I can giveaway a card while I'm playing on Twitch or YT for example.
You can persuade friends easier into the game.
Players can eventually start guilds/teams.
I only see profit from it.
- Combined with cards that are really limited (so they can really get "sold out"), this will give a unique experience and will change the marketplace.
- It creates incentives for active players who really like/play and follow the game (no farmers and bots) for free.
I spent $200 on this bait and switch cash grab scam and got less than half back in Steam funny money. I'd have gotten a lot less if I waited until now.
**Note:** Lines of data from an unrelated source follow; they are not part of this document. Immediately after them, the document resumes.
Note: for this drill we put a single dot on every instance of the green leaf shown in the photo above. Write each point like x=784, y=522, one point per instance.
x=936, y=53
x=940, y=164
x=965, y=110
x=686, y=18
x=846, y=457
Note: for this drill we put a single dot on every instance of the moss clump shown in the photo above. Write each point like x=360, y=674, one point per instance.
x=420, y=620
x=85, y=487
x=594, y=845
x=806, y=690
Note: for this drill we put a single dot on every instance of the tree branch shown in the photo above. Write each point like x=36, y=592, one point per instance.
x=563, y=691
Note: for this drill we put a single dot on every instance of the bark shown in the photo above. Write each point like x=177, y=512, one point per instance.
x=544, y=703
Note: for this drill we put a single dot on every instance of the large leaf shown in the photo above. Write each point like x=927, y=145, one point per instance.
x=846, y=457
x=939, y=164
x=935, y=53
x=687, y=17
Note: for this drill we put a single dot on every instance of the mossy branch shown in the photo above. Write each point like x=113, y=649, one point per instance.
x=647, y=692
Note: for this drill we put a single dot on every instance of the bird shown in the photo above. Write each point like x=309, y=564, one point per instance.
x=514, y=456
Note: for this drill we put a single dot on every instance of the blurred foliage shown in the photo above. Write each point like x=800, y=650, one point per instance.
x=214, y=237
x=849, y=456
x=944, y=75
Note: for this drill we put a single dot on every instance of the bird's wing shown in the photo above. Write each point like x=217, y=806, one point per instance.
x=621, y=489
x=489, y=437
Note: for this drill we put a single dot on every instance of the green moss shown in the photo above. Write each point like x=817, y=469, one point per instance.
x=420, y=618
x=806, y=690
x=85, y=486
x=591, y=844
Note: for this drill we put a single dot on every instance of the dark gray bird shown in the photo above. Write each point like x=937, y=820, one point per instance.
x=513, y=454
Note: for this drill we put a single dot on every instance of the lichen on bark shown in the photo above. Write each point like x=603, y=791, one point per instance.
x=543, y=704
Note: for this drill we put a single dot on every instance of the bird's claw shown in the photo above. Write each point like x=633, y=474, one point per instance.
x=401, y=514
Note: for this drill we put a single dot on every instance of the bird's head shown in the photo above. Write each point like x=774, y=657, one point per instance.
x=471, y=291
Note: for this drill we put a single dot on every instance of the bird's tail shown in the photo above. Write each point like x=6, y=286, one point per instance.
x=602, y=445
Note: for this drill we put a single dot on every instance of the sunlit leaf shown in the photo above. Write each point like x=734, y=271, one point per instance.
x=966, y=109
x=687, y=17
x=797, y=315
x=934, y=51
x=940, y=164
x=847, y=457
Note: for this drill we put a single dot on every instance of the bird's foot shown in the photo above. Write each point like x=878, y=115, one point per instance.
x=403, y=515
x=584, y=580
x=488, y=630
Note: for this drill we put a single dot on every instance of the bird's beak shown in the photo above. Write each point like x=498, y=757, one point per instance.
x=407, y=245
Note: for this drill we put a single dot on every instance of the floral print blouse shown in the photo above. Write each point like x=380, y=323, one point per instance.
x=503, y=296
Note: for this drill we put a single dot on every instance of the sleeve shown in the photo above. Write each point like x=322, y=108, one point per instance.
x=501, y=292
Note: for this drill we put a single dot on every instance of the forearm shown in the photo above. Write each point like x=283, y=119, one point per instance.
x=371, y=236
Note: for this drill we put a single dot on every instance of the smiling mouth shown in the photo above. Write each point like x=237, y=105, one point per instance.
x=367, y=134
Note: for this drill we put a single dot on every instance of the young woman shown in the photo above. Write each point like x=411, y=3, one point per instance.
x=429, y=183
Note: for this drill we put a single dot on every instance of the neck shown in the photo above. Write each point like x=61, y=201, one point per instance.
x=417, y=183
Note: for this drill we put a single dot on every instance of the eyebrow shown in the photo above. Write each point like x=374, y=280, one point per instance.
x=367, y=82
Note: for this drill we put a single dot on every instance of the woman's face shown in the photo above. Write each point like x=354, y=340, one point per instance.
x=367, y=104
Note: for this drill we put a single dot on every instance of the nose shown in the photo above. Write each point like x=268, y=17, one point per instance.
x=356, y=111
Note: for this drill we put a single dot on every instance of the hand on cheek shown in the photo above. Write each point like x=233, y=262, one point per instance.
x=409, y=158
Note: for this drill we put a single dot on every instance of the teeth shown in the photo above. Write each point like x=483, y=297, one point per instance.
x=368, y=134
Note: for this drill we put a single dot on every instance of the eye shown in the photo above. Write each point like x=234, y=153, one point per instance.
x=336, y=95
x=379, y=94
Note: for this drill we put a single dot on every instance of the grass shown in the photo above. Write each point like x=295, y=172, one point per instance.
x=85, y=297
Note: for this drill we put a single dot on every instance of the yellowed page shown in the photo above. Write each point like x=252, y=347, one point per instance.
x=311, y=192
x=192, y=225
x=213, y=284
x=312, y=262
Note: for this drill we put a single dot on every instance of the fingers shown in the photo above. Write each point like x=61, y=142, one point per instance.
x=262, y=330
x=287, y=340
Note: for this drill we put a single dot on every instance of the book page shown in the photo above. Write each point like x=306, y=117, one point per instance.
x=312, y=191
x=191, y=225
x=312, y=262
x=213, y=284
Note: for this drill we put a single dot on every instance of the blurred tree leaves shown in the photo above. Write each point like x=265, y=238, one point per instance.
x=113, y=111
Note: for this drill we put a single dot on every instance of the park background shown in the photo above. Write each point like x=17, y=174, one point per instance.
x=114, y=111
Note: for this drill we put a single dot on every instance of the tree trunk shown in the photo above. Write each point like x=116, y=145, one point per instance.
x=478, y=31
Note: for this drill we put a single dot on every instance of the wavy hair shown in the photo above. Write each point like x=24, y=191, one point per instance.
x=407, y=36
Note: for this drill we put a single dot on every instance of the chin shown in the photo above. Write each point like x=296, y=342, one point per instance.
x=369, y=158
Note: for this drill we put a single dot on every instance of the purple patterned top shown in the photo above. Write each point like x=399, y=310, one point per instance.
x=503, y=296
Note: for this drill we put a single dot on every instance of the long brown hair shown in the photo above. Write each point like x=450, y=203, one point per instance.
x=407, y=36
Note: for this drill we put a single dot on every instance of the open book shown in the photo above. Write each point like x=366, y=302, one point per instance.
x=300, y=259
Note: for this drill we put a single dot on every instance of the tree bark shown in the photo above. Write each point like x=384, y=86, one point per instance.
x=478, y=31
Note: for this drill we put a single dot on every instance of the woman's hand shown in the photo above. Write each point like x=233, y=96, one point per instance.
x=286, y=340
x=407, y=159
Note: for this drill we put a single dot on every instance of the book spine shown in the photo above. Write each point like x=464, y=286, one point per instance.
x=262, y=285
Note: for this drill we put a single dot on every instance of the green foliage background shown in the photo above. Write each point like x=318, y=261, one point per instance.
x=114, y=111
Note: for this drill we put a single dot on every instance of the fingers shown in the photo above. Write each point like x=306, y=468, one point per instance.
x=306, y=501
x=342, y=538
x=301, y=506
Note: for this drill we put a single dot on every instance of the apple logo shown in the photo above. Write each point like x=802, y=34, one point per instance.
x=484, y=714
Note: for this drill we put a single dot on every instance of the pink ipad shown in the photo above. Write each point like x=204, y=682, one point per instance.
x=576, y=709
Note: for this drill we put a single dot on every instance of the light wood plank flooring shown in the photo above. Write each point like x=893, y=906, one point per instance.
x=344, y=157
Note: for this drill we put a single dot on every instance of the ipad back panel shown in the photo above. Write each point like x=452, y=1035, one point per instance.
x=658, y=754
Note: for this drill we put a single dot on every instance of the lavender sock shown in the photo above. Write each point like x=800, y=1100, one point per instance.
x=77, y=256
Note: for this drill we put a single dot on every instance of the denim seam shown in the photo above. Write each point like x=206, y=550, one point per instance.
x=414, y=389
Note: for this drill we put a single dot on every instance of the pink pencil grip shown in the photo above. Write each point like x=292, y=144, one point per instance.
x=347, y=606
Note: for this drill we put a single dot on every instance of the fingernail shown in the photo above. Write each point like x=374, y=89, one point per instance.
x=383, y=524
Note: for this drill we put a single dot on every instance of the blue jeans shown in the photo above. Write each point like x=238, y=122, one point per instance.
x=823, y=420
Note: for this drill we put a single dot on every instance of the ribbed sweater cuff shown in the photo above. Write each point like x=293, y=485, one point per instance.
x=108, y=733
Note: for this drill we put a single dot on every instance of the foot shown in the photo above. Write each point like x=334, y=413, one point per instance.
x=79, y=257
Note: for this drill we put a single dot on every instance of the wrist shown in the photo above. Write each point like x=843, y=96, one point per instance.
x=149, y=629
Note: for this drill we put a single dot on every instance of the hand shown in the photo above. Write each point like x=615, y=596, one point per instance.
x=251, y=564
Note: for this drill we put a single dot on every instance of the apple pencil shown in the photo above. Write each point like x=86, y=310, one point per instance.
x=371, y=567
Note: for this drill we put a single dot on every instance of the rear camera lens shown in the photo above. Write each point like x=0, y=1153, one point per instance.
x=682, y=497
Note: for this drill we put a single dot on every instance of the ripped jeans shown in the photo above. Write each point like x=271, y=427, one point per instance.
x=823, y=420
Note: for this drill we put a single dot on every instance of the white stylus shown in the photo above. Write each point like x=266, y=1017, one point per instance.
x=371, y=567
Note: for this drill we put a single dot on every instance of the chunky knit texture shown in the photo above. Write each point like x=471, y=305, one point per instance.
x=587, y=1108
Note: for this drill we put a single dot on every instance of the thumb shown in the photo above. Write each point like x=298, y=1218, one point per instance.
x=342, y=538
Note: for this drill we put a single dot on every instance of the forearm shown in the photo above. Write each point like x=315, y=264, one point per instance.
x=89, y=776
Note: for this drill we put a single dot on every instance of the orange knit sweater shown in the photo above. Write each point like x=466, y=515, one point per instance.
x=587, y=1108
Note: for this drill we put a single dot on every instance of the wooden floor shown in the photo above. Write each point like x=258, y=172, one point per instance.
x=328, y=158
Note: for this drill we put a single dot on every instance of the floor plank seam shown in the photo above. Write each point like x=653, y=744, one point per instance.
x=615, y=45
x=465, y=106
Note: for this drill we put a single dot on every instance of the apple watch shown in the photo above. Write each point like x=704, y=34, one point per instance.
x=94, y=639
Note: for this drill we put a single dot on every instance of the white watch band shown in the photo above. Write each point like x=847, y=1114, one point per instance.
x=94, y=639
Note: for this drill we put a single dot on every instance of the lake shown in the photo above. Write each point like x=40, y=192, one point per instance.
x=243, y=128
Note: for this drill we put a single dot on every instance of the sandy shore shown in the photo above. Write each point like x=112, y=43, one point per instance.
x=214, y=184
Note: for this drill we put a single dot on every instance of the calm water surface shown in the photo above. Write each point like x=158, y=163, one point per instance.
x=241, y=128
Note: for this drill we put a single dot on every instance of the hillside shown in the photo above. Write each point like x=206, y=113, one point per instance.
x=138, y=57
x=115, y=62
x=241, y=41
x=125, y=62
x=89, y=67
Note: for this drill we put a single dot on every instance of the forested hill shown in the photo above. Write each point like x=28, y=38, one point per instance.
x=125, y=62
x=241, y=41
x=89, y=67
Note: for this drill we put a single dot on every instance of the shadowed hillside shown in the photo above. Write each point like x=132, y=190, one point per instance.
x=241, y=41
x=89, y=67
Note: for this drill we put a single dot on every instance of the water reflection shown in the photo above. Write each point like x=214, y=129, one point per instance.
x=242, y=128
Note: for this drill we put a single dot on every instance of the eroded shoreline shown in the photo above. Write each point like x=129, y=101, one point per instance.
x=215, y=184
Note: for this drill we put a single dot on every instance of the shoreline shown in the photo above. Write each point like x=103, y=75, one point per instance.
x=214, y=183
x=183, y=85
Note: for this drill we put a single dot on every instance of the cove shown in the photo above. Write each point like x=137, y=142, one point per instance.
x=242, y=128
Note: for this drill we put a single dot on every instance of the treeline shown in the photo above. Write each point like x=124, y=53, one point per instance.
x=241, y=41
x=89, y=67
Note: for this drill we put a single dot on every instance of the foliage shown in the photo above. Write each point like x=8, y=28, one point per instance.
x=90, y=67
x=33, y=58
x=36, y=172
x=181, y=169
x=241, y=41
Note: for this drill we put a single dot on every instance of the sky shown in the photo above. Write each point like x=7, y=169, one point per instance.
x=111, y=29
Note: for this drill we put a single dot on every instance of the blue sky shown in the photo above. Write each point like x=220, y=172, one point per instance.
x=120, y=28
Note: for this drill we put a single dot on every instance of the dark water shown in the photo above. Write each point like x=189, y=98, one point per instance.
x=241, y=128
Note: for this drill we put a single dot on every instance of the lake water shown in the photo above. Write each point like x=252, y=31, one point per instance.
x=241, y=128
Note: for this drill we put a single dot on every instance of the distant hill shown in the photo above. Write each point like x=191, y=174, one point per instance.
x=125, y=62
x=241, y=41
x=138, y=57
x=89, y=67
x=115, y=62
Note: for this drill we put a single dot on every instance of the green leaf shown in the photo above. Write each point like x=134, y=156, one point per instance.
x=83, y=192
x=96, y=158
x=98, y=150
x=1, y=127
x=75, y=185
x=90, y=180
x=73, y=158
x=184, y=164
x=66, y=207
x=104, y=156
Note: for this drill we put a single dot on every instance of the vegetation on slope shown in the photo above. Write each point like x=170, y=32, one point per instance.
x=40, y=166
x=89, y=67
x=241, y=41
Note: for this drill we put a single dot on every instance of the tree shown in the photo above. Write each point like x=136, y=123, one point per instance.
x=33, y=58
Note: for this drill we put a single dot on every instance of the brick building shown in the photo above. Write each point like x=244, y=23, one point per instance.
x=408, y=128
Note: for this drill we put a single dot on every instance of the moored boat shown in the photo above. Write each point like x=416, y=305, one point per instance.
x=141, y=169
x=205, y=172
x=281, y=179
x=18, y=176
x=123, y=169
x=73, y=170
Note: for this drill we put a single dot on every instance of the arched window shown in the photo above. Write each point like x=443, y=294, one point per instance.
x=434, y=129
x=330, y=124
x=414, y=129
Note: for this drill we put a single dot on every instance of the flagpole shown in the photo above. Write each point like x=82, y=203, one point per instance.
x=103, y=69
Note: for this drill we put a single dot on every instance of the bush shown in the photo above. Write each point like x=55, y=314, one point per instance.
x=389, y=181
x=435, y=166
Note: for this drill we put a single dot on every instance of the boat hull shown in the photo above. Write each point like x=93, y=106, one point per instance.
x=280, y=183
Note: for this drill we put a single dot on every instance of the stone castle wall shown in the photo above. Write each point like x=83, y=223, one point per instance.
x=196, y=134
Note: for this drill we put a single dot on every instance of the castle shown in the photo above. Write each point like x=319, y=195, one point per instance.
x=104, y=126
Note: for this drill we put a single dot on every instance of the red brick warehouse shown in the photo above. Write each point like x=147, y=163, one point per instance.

In every single other trading card game we've ever played I'd have gotten about the same or more for my collection, not pennies on the dollar if I sold it a month after I bought it. "We" being the real trading card game players. No, this isn't a trading card game and no, you aren't one if you support it.
We aren't interested in your skewed narrative. We've been busy teling everyone who will listen for a month what horrible developers Valve is and what horrible toxic fanbois they have that will get ripped off by them and play the worst of these games ever made from beginning to end and defend it. And you are certainly no exception. You've bought over 800 games from them in less than 5 years, that is two a day which is admittedly pretty impressive. I wish I had that kind of time.
So it is perfectly understandable that you will, like many others, defend Valve and Steam in this toxic little echo chamber full of some of the worst gamers and indeed people I've encountered on the planet. And that is saying something since I started the most hardcore league you can imagine in a level 4 supermax by making MtG cards from memory out of milk cartons.
So stop worrying!
This horrible game, scummy developer, toxic community and you all truly deserve each other.
as i said i understand both sides to it. i dont disagree with you either. it is what it is though.
800 games over five years is not two a day. There you go with your math.
Anyway I feel bad for you that you don't feel you get any value for the money you invested in this game based on your perception what it could become.
I don't feel insulted by the fact you refuse to call me a cardgame player when I play Artifact.
I appreciate your honestly about the bandwagon who jumped in with the false arguments.
Also I hope my ideas and suggestions will be read and at least getting, a very modest, place in the discussion since I think my suggestions makes the game better.
And don't take it all too serious. It's a game in the end. It should be fun.
I earned more boosters from losing keeper drafts that first week than you could now earn thru gameplay in a year. But Valve sucked the fun out of that format like they did nearly every other aspect of this game compared to the rest.
I hope my criticism gets read too. That Valve becomes a better developer. Because this isn't about the money, none of us that got burnt by them spent something we couldn't afford.
Well it isn't about the money for us. The problem is it was for them.